Hasil pemeriksaan tersebut tidak untuk dipublikasikan, kata Johnny.

Kementerian Kominfo melibatkan Badan Siber dan Sandi Negara untuk menelusuri dugaan kebocoran data Covid-19 Indonesia. BSSN, seperti dinyatakan Menteri Johnny, juga menyatakan tidak ada data yang bocor.

"Keamanan data Covid-19 akan terus dijaga dan keamanan sistem juga terus ditingkatkan," kata Johnny seperti dilansir Antara.

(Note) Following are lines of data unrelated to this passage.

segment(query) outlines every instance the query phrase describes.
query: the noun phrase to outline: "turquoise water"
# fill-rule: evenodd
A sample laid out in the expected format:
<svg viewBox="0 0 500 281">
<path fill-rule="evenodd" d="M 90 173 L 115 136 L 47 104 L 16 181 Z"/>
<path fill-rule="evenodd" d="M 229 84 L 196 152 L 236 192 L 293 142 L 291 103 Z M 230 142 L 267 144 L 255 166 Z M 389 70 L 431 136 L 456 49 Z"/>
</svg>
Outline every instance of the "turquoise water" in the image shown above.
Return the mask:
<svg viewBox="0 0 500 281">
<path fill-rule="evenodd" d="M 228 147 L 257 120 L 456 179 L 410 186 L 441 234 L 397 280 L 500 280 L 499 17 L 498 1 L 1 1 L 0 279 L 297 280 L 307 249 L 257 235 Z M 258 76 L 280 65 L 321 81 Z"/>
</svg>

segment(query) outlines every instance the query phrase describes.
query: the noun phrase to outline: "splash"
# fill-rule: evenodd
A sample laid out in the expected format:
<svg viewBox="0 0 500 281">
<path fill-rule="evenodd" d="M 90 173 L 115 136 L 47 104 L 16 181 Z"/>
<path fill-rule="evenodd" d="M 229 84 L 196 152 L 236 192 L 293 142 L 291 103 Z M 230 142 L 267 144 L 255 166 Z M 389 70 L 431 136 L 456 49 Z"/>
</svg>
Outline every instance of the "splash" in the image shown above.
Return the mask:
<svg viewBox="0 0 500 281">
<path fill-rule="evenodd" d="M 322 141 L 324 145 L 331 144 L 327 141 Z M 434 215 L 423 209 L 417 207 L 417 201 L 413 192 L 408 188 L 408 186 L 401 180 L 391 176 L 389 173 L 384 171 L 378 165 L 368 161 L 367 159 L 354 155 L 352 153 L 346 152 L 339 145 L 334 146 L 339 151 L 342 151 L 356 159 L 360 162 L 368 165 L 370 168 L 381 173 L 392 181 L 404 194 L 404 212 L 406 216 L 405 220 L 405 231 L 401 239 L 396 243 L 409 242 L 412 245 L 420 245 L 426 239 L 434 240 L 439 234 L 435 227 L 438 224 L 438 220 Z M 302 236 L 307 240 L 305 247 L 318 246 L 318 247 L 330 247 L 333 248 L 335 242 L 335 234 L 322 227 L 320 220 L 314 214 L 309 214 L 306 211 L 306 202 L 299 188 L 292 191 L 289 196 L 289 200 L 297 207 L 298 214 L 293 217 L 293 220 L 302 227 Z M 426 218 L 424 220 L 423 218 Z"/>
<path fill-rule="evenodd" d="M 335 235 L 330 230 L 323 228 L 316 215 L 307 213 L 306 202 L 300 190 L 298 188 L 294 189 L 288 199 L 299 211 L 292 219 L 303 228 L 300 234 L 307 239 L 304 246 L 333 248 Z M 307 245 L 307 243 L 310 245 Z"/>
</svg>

Kominfo mengingatkan masyarakat untuk tidak melakukan "unethical hacking", meretas untuk mencuri data misalnya, karena merupakan pelanggaran hukum, baik di Indonesia maupun negara lainnya.

Menteri Johnny yakin jika kepolisian tidak akan mentoleransi kejahatan di ruang siber.

Sebelumnya, peretas menjual data Covid-19 Indonesia di situs pasar gelap RaidForums, dan mengaku mengantongi sejumlah data sensitif dari pasien Covid-19 di Indonesia.

Lewat fitur spoiler di situs tersebut, data yang diambil antara lain berupa nama, alamat tinggal, tanggal pelaporan, jenis kelamin, status pasien hingga riwayat keluhan penyakit.

Peretas mengklaim data tersebut diambil saat pembobolan pada 20 Mei lalu, berjumlah 230.000 data dalam format MySQL.